Mallinsbee's chuckle amused Gordon, but Hazel assumed an air of judicial severity.
"A spirit not to be encouraged." Then, at the sound of her father's chuckle, "My daddy, you are as bad as he. Now food's ready, so please sit in. We can talk easier around a table than when people are dreaming somewhere in the distance on the horizon, or walking about a room that isn't bigger than the bare size to sit in. Anyway, Mr. Van Henslaer, this office is for business. I won't have it disparaged by my daddy, or – or anyone else. It serves a great purpose so far as we're concerned." Then she added slyly, "You see, we're in the throes of the great excitement of making a huge pile, for the sheer love of making it.
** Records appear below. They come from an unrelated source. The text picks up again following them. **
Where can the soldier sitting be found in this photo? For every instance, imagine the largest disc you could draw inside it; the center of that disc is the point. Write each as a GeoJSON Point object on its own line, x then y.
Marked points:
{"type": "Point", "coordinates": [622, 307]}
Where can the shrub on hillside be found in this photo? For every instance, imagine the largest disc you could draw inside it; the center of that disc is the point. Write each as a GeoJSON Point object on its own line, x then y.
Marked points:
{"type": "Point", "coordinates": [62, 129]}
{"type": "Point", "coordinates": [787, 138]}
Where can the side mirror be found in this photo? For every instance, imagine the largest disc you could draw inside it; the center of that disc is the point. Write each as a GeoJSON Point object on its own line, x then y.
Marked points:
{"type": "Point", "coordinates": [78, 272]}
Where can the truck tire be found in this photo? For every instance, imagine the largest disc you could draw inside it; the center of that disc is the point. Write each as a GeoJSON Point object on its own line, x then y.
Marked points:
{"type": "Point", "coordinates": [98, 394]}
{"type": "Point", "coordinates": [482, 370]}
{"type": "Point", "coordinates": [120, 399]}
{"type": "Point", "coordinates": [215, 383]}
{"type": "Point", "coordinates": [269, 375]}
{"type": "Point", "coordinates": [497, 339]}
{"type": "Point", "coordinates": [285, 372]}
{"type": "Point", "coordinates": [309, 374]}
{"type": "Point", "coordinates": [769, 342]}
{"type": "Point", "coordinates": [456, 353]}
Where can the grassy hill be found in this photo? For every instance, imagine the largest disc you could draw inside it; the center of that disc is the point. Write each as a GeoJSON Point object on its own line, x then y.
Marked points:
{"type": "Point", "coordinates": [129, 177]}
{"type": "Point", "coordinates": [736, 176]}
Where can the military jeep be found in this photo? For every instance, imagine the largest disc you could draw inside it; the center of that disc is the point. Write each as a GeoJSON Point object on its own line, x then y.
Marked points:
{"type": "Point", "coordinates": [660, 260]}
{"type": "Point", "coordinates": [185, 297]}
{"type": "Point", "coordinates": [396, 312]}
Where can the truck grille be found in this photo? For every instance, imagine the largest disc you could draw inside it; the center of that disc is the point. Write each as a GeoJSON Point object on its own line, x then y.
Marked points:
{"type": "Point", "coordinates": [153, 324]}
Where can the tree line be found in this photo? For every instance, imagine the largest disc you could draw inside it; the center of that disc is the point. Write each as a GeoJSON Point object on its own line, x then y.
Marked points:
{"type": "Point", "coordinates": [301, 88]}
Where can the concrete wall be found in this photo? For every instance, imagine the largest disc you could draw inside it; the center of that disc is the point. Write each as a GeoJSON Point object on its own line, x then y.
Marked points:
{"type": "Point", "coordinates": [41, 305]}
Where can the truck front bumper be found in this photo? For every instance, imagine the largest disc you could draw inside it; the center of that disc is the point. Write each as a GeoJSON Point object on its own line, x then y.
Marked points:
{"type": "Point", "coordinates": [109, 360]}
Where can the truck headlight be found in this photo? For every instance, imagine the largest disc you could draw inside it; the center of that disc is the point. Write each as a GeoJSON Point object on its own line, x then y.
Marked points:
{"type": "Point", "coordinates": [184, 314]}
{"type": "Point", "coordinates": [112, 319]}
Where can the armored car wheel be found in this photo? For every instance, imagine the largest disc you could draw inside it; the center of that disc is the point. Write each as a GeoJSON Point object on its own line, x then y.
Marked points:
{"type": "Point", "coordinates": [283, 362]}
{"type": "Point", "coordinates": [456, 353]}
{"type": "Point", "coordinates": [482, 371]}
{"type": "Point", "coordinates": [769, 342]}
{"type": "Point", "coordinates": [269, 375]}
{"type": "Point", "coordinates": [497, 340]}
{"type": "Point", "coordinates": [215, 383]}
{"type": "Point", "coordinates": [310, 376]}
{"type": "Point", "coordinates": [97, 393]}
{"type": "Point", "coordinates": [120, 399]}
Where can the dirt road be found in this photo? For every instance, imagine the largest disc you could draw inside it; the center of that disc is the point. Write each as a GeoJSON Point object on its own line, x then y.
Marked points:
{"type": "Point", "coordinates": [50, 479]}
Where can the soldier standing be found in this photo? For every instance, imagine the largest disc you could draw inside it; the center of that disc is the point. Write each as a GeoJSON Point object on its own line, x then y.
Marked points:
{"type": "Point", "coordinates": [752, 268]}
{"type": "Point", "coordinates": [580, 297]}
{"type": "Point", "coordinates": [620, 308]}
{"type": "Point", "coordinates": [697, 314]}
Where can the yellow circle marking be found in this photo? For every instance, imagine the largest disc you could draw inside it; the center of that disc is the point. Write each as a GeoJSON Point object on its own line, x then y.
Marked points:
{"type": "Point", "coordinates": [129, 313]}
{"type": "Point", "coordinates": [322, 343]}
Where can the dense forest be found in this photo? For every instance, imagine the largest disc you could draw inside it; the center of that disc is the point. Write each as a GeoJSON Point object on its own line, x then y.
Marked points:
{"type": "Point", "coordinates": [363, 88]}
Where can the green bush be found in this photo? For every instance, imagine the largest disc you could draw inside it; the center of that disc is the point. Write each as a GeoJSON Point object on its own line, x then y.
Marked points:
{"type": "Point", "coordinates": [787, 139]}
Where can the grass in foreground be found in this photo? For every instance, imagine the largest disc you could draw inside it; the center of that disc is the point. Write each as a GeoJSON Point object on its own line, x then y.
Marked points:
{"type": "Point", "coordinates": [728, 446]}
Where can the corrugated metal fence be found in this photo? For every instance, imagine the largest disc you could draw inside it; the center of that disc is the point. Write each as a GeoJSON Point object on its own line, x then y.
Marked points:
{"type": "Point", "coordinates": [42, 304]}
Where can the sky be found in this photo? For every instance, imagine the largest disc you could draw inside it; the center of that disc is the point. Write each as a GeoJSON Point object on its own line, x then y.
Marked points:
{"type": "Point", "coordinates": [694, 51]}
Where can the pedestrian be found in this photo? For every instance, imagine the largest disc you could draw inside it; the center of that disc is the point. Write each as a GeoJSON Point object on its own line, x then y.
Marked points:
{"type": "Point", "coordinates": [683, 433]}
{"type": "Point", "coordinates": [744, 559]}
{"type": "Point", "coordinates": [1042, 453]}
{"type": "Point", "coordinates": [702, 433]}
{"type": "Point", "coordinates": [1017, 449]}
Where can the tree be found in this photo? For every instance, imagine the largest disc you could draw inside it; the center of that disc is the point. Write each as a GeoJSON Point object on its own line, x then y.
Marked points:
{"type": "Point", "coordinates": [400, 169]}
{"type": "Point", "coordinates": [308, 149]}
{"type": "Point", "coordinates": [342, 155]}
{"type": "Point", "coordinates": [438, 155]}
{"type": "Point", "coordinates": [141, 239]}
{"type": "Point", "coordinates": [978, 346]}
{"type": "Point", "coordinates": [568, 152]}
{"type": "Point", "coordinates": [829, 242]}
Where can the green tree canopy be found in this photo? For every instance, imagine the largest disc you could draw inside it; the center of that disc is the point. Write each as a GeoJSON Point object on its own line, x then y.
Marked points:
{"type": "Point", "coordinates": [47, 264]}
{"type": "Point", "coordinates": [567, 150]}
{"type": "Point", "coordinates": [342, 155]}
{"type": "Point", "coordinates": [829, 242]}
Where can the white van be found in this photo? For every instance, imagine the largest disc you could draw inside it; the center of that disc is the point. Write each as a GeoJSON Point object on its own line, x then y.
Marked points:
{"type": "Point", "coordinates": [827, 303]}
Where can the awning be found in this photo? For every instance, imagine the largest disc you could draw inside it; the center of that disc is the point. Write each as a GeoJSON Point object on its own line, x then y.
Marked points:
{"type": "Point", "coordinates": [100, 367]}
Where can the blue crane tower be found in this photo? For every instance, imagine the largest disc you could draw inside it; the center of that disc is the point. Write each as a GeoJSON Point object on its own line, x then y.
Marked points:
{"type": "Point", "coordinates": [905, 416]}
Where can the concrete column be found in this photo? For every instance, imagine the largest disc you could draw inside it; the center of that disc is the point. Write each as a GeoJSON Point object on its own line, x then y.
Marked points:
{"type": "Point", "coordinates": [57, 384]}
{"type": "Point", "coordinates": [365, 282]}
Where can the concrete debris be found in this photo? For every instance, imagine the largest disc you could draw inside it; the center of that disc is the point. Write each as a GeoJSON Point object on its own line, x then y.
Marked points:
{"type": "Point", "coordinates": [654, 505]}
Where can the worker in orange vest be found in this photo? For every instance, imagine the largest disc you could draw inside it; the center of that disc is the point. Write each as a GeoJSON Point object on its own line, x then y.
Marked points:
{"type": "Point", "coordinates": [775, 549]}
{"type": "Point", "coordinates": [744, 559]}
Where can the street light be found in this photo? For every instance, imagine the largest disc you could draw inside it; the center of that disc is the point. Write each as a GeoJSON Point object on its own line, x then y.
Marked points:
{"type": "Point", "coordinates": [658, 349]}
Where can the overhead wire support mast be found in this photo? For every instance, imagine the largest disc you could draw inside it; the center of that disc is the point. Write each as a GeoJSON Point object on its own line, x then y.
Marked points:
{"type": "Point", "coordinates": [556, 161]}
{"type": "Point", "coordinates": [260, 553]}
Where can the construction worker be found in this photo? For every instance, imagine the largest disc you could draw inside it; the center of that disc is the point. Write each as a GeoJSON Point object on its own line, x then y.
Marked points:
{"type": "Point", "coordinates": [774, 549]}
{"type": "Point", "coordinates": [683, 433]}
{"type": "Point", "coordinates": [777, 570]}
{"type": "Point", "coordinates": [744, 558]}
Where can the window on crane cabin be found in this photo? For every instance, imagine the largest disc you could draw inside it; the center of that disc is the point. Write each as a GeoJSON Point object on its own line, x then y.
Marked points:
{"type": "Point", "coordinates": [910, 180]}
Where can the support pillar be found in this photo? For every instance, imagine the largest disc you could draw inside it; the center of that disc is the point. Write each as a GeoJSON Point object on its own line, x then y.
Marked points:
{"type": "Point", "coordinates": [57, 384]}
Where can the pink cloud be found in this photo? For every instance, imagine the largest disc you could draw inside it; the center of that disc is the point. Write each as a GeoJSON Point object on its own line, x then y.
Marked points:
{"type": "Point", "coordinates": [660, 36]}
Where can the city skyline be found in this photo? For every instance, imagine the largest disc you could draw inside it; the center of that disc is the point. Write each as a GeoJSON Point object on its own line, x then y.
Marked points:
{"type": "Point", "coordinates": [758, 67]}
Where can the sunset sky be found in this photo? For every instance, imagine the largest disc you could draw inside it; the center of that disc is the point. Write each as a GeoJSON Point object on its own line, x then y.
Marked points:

Aren't we, Daddy, dear?"
Silas Mallinsbee looked up from the food he was eating with the air of a man who only eats as a matter of sheer necessity.
"Say, Mr. Van Henslaer," he said in his deep tones, "I've been a rancher all my life. Cattle, to me, are just about the only things in the world worth while, 'cept horses. I've never had a care or thought outside 'em, till one day I got busy worrying what was under the ground instead of keeping to the things I understood above the ground. Y'see, the trouble was two things," he went on, smiling tenderly in his daughter's direction. "One was I'd fed the ranch stoves with surface coal that you could find almost anywheres on my land, and the other was the fates just handed me the picture of a daughter who caught the dangerous disease of 'notions' way down east at school in Boston. Since she's come along back to us I've had coal, coal, coal all chasin' through my head, an' playing baseball with every blamed common-sense idea that ever was there before. Wal, to tell things quick, I made a mighty big pile out of that coal just to please her. We didn't need it, but she guessed it was up to me to do this. But that didn't finish it. This gal here couldn't rest at that. She guessed that pile was made and done with. She needs to get busy in another direction. Well, she gets to work, and has all my land on the railroads staked out into a township, and reckons it's a game worth playing. The other was too dead easy. This time she reckons to measure her brains and energy against a railroad! She reckons to show that we can match, and beat, any card they can play. That's the reason of this office."
Hazel laughed and raised an admonishing finger at the smiling face and twinkling eyes of her father.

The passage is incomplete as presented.